十八、グラタンは愚痴のあと始末 一

 数日くらいで、新たな試作品ができるわけがない。つまり検見さんからはなにもない。


 どのみち明日、模擬演習の仕上げがある。それまでは待つのが、こちらとしての誠意だろう。それに、仮想市街を煮詰める時間もいる。


 光には影がつきまとう。


 中には、主役達そっちのけで『自分達の思いついた最高の結婚式』を実行したがる人々もいるだろう。それを断るために感染症の流行やオンライン結婚式を持ちだす人々もいるだろう。


 バブル時代のような、けばけばしいほど病的に派手な結婚式を挙げるカップルは次第に少なくなりつつある。お金がないというのもあるし、そもそも冠婚葬祭に手間暇をかけること自体が廃れてきていた。


 などという考察は、目の前で失恋を嘆く駒瀬にはとても明かせない。


「わ、私……あんなに尽くしたのに。お金から洗濯まで助けて上げたのに……」


 会社の近くにある居酒屋は、感染症を意識して大幅に閉店時刻が切り上げられていた。


 閑散とした店内で、駒瀬はチューハイをジョッキ四本も空けていた。三十分くらい前から同じ話を繰り返している。私は熱燗をちびちびやっていて、ときどきうなずきながらホッケをむしった。

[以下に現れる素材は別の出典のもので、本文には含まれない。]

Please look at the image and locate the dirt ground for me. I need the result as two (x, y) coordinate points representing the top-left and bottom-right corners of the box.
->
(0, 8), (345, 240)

 検見さんのオンライン陶芸教室が実現しかけているし、久しぶりに連絡を取り合ってささやかな飲み会をしたのに。出だしからヤケ酒になってしまった。


「あ、あの人……私が貸したお金を別な女に貢いでたのよ」


 最低だし、相手の男は心から軽蔑する。


「あたし、分秒刻みで彼のための私生活プランまで作っていたのよ!」


 それは少しだけ相手の男に同情する。口にはしない。


「な、なのに……たまたま彼の家の近くを通りかかったから女性用の人気シャンプーの香りがして、風上を見たら知らない女が彼の家からでてきて……」


 私も鼻はいい。彼女の場合は、関心のあることにだけ超人的に五感が鋭くなるのだろう。


「気の毒は気の毒だけど、ちょっと飲みすぎだよ」

「澪ちゃんだけだよ~。あたしの味方~」


 ぼつぼつ中立になりたくなってきた。


「お客様、申し訳ありませんがそろそろラストオーダーです。なにかご注文はございますか?」


 ねじり鉢巻き姿の若い女子店員が、私達のテーブルの脇にかがんで尋ねた。駒瀬を横目に見ると、突っ伏しそうになりながら氷が完全に溶けたチューハイを飲んでいる。


「いえ、ありません。ありがとうございます」

「かしこまりました」

「ぼちぼちお開きにしよう」


 店員がいなくなってから、十回目だか二十回目だかにさしかかった元彼の仕打ちを遮った。二人分の会計をすませ、外にでる。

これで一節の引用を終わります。